This section describes how to get the Sparv corpus pipeline up and running on your own machine. The source code is available from GitHub under the MIT license.
Please note that different license terms may apply to any of the additional components that can be plugged into the Sparv Pipeline!
- A Unix-like environment (e.g. Linux, macOS)
- Python 3.4 or newer
- GNU Make
- Java (if you want to use the MaltParser, Sparv-wsd or hfst-SweNER)
Additional components (optional):
- Git and Git Large File Storage (for cloning the repository, strongly recommended!)

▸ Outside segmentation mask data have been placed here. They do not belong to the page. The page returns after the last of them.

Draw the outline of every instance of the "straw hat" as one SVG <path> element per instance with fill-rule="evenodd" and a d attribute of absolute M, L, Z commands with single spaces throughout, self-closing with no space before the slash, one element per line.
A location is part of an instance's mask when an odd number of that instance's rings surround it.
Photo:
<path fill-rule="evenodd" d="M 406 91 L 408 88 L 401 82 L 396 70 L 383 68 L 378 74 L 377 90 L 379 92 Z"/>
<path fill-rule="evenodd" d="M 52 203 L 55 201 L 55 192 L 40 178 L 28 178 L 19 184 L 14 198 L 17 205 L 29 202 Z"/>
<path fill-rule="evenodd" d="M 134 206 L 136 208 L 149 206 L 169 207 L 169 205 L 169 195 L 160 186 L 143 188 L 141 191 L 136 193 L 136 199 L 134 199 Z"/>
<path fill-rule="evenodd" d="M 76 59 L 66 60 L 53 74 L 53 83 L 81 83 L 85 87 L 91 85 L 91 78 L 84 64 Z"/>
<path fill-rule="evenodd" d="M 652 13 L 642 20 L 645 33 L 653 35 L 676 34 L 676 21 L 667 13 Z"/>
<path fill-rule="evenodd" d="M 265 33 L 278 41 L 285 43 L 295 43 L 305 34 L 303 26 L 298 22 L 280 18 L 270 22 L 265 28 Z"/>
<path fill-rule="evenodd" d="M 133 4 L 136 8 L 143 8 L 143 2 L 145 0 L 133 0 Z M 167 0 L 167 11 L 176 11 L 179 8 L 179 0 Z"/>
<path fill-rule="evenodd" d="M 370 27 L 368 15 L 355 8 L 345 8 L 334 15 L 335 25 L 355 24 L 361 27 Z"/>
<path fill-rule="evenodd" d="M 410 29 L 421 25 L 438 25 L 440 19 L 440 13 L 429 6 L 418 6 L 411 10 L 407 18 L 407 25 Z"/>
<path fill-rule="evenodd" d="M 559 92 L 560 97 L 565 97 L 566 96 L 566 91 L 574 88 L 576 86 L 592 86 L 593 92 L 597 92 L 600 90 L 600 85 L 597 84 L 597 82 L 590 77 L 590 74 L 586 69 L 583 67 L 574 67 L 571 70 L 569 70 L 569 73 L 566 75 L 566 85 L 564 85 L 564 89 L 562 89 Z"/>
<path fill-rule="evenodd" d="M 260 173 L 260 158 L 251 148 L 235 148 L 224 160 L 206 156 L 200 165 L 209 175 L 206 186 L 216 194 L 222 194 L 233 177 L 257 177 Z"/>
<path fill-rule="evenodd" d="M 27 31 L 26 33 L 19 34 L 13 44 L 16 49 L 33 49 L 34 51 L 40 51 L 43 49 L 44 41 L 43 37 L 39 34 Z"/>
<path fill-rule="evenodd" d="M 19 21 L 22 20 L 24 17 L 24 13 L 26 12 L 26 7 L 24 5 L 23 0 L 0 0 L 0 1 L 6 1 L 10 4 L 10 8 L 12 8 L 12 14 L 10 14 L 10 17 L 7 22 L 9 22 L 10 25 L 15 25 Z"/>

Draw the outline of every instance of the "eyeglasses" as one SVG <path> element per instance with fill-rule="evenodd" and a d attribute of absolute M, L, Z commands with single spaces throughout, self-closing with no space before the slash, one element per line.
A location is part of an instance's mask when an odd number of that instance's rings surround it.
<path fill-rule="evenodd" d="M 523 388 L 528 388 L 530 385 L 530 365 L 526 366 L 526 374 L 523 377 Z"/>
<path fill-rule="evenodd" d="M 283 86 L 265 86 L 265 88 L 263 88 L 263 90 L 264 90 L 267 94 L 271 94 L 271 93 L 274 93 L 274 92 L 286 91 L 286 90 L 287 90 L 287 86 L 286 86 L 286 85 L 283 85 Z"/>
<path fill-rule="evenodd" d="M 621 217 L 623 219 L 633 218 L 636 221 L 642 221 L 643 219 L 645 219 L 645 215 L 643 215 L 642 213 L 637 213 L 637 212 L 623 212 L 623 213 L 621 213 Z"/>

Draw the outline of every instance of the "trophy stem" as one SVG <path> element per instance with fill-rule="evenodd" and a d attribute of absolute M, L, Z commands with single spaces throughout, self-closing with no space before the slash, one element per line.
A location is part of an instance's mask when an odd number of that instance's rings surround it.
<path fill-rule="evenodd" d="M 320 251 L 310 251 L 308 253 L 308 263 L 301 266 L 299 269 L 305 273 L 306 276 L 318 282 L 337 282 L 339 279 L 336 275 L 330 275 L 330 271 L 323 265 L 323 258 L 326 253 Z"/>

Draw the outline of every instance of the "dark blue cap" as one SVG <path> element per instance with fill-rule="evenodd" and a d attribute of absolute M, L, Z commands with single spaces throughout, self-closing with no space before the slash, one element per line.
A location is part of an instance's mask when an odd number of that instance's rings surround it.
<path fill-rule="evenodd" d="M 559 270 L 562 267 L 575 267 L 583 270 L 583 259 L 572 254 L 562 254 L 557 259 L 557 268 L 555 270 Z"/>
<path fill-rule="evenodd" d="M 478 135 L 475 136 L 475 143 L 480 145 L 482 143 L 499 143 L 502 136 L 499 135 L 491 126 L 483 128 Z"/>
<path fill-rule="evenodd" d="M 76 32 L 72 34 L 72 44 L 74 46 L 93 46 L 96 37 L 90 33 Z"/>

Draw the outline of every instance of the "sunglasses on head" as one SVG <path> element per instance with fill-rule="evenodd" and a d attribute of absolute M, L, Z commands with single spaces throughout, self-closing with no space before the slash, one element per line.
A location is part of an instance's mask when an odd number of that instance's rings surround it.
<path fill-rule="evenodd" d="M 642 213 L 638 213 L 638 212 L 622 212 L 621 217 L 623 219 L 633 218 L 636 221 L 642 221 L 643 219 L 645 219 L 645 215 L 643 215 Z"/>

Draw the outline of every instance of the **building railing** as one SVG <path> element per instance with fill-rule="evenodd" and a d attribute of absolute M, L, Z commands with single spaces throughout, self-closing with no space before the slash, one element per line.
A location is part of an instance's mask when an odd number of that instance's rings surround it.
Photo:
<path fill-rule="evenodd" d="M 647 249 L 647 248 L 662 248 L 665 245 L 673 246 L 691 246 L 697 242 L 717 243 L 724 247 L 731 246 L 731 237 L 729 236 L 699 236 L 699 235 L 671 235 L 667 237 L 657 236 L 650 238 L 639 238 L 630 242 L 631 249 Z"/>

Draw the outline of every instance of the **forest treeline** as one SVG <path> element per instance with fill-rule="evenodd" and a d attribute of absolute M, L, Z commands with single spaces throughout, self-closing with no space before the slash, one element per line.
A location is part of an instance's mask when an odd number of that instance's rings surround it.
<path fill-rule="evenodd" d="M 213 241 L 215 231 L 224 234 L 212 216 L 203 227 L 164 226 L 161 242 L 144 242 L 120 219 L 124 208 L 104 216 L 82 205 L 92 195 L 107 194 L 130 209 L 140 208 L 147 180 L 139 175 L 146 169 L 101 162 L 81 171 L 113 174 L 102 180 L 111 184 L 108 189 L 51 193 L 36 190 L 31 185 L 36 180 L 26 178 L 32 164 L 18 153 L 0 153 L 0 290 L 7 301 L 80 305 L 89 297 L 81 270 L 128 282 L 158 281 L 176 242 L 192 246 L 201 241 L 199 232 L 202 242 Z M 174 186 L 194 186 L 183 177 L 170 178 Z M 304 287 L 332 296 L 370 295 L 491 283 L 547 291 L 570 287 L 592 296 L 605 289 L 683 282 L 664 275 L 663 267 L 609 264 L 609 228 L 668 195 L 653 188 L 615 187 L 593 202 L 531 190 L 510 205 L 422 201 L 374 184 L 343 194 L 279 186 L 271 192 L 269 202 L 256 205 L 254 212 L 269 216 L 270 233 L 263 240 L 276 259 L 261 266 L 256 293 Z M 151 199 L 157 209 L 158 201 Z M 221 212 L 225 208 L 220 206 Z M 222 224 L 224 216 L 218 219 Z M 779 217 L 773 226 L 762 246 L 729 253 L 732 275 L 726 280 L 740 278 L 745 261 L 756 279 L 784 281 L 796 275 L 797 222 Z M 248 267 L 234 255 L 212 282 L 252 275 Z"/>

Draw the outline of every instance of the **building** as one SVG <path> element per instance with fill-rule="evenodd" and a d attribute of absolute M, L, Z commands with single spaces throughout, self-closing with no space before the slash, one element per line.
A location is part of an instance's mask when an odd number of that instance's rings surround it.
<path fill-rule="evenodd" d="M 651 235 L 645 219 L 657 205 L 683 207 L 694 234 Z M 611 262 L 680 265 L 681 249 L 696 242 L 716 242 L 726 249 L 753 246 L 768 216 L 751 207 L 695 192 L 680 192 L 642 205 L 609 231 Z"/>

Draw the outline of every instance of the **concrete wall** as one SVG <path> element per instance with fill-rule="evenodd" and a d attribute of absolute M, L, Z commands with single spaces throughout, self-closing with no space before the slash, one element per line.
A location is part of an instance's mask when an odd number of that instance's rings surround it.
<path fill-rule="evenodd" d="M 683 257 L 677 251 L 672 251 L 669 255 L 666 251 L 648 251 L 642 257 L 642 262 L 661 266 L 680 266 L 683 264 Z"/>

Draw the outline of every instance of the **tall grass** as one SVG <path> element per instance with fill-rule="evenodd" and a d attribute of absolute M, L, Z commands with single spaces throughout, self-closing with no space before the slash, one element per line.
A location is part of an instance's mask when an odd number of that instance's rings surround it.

- Hunpos, with its path included in your
PATH
environment variable (for part-of-speech tagging) - MaltParser v. 1.7.2 (for dependency parsing)
- Sparv-wsd (for word-sense disambiguation)
- hfst-SweNER (for named entity recognition)
- FreeLing 4.1 (if you want to annotate corpora in Catalan, English, French, Galician, German, Italian, Norwegian, Portuguese, Russian, Slovenian or Spanish)
- TreeTagger (if you want to annotate corpora in Bulgarian, Dutch, Estonian, Finnish, Latin, Polish, Romanian or Slovak)
- fast_align (if you want to run word-linking on parallel corpora)
- Corpus Workbench (CWB) 3.2 or newer (if you are going to use the Korp backend for searching in your corpora)
The following information assumes that you are running Ubuntu, but will most likely work for any Linux-based OS.
- Install the Sparv Pipeline by cloning the Git repository into a directory of your choice. Please note that you must have Git Large File Storage installed on your machine before cloning the repository. Some files will not be downloaded correctly otherwise. If you do not want to use Git you can download the latest release package from the release page.
- Setup a new environment variable
SPARV_MAKEFILES
and point it to the directorysparv-pipeline/makefiles
.
Set up a Python virtual environment as a subdirectory to the sparv-pipeline
directory:
python3 -m venv venv
Activate the virtual environment and install the required Python packages (in some cases you are required to upgrade pip first):
source venv/bin/activate
pip install --upgrade pip
pip install -r requirements.txt
You can then deactivate the virtual environment:
deactivate
In makefiles/Makefile.config
you will find a section called Configuration. Here you will need to specify the
path to the pipeline directory by setting the variable SPARV_PIPELINE_PATH
.
If you are planning on using the pipeline to install corpora on a remote computer, you must (in addition to installing CWB) edit the remote_host
, remote_cwb_datadir
and remote_cwb_registry
variables.
If you are going to use anything database related (generating lemgram index or Word Picture data for Korp) you also have to edit the value of rel_mysql_dbname
.
Certain annotations need models to work. To download and generate the models follow these simple steps:
- Navigate to the
sparv-pipeline/models
directory in a terminal. - Run the command
make clean
, and thenmake all
. - If no errors were reported while running the above commands you may run
make space
for saving disk space.
By default, the part-of-speech tagger also relies on the SALDO model. You can
disable this dependency by commenting out the line beginning with
hunpos_morphtable
in Makefile.config, or changing its value to
$(SPARV_MODELS)/hunpos.suc.morphtable
.
The following components are not part of the core Sparv Pipeline package. Whether or not you will need to install these components depends on how you want to use the Sparv Pipeline. Please note that different licenses may apply for the individual components.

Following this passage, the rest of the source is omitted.